As a scion of the royal house of Hohenzollern, Wilhelm was exposed from an early age to the military society of the Prussian aristocracy. This had a major impact on him, and in maturity Wilhelm was seldom seen out of uniform. The hyper-masculine military culture of Prussia in this period did much to frame his political ideals and personal relationships.
Wilhelm was in awe of his father, whose status as a hero of the wars of unification was largely responsible for the young Wilhelm's attitude, as were the circumstances in which he was raised; close emotional contact between father and son was not encouraged. Later, as he came into contact with the Crown Prince's political opponents, Wilhelm came to adopt more ambivalent feelings toward his father, perceiving the influence of Wilhelm's mother over a figure who should have been possessed of masculine independence and strength. Wilhelm also idolised his grandfather, Wilhelm I, and he was instrumental in later attempts to foster a cult of the first German Emperor as "Wilhelm the Great". However, he had a distant relationship with his mother.
Wilhelm resisted attempts by his parents, especially his mother, to educate him in a spirit of British liberalism. Instead, he agreed with his tutors' support of autocratic rule, and gradually became thoroughly 'Prussianized' under their influence. He thus became alienated from his parents, suspecting them of putting Britain's interests first. The German Emperor, Wilhelm I, watched as his grandson, guided principally by the Crown Princess Victoria, grew to manhood. When Wilhelm was nearing 21, the Emperor decided it was time his grandson should begin the military phase of his preparation for the throne. He was assigned as a lieutenant to the First Regiment of Foot Guards, stationed at Potsdam. "In the Guards," Wilhelm said, "I really found my family, my friends, my interests—everything of which I had up to that time had to do without." As a boy and a student, his manner had been polite and agreeable; as an officer, he began to strut and speak brusquely in the tone he deemed appropriate for a Prussian officer.
When Wilhelm was in his early twenties, Chancellor Otto von Bismarck tried to separate him from his parents, who opposed Bismarck and his policies, with some success. Bismarck planned to use the young prince as a weapon against his parents in order to retain his own political dominance. Wilhelm thus developed a dysfunctional relationship with his parents, but especially with his English mother. In an outburst in April 1889, Wilhelm angrily implied that "an English doctor killed my father, and an English doctor crippled my arm—which is the fault of my mother", who allowed no German physicians to attend to herself or her immediate family.

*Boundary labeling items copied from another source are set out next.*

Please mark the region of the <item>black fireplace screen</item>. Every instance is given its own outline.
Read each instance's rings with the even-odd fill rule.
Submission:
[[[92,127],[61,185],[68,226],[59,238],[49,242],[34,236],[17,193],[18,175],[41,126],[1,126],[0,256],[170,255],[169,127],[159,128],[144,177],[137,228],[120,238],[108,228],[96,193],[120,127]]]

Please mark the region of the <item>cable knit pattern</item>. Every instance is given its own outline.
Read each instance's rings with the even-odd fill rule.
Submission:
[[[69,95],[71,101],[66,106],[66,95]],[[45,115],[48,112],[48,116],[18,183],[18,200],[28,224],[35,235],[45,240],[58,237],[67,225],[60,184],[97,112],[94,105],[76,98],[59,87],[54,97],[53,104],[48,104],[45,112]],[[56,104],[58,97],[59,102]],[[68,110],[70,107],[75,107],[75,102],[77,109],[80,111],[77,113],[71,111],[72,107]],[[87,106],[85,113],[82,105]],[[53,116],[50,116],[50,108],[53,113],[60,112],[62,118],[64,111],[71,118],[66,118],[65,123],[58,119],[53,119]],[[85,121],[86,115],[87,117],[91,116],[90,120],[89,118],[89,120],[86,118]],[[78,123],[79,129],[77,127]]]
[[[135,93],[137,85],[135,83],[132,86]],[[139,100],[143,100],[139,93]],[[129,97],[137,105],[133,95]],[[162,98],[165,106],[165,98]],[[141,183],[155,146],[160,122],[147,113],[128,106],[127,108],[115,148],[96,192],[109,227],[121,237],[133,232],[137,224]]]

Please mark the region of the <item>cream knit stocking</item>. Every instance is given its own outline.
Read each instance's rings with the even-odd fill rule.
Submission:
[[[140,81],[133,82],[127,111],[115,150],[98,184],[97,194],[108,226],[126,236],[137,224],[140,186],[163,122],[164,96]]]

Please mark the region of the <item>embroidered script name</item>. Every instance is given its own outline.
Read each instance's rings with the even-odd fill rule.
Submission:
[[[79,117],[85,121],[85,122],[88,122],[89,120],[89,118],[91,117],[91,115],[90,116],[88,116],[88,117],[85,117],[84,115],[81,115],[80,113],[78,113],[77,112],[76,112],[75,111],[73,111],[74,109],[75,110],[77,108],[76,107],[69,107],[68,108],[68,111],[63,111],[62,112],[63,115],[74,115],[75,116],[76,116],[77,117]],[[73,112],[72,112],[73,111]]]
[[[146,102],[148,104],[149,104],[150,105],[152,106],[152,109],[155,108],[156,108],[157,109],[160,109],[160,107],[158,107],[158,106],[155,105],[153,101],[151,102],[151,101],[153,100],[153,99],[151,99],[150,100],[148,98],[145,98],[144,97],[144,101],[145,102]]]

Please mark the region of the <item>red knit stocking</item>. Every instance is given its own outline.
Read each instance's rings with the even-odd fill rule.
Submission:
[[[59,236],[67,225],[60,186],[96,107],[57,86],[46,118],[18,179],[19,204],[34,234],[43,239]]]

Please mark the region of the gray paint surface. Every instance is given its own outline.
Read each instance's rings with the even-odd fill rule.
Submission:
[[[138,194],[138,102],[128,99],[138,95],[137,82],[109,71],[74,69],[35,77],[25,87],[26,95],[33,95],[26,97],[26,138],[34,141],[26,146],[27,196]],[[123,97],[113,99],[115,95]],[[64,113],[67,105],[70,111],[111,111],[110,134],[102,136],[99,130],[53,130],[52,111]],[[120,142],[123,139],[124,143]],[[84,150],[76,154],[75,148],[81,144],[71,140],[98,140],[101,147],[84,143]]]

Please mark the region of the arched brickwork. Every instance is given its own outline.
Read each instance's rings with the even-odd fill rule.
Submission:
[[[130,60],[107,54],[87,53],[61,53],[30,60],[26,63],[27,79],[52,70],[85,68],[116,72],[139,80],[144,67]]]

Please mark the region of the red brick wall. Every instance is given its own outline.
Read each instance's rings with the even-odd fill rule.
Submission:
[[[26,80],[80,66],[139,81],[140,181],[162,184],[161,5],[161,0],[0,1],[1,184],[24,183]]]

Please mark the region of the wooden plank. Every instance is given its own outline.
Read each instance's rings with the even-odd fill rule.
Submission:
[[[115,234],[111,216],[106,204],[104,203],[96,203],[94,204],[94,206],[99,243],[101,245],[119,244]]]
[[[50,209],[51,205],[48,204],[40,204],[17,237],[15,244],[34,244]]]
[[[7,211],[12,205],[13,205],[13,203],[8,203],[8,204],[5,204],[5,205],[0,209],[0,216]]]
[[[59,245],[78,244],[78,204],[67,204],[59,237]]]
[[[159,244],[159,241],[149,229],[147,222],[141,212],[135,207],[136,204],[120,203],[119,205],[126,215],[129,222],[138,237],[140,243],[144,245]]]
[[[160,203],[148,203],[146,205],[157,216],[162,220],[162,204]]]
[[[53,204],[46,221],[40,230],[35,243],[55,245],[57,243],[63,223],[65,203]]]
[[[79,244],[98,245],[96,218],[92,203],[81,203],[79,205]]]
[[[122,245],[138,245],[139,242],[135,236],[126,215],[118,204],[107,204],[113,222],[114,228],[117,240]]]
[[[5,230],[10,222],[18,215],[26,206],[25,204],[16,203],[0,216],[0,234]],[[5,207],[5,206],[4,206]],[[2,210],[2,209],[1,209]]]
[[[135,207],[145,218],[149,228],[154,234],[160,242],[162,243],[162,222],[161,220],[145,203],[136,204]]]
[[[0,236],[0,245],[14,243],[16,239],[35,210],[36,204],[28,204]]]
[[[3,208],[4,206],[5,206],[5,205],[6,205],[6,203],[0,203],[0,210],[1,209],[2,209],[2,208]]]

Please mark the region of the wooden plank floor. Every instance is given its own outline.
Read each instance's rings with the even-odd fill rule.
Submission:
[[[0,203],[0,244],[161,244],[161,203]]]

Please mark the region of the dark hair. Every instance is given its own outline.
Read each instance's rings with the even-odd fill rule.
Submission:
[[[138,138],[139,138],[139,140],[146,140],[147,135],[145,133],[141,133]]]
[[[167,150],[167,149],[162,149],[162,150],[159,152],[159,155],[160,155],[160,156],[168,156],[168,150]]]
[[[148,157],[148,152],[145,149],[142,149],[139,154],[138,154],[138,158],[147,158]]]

As a young man, Wilhelm fell in love with one of his maternal first cousins, Princess Elisabeth of Hesse-Darmstadt. She turned him down, and in time, married into the Russian imperial family. In 1880 Wilhelm became engaged to Princess Augusta Victoria of Schleswig-Holstein, known as "Dona". The couple married on 27 February 1881, and their marriage lasted 40 years until her death in 1921. Between 1882 and 1892, Augusta bore Wilhelm seven children, six sons and a daughter.
Beginning in 1884, Bismarck began advocating that Kaiser Wilhelm send his grandson on diplomatic missions, a privilege denied to the Crown Prince. That year, Prince Wilhelm was sent to the court of Tsar Alexander III of Russia in St. Petersburg to attend the coming-of-age ceremony of the 16-year-old Tsarevich Nicholas. Wilhelm's behaviour did little to ingratiate himself to the tsar. Two years later, Kaiser Wilhelm I took Prince Wilhelm on a trip to meet with Emperor Franz Joseph I of Austria-Hungary. In 1886, also, thanks to Herbert von Bismarck, the son of the Chancellor, Prince Wilhelm began to be trained twice a week at the Foreign Ministry.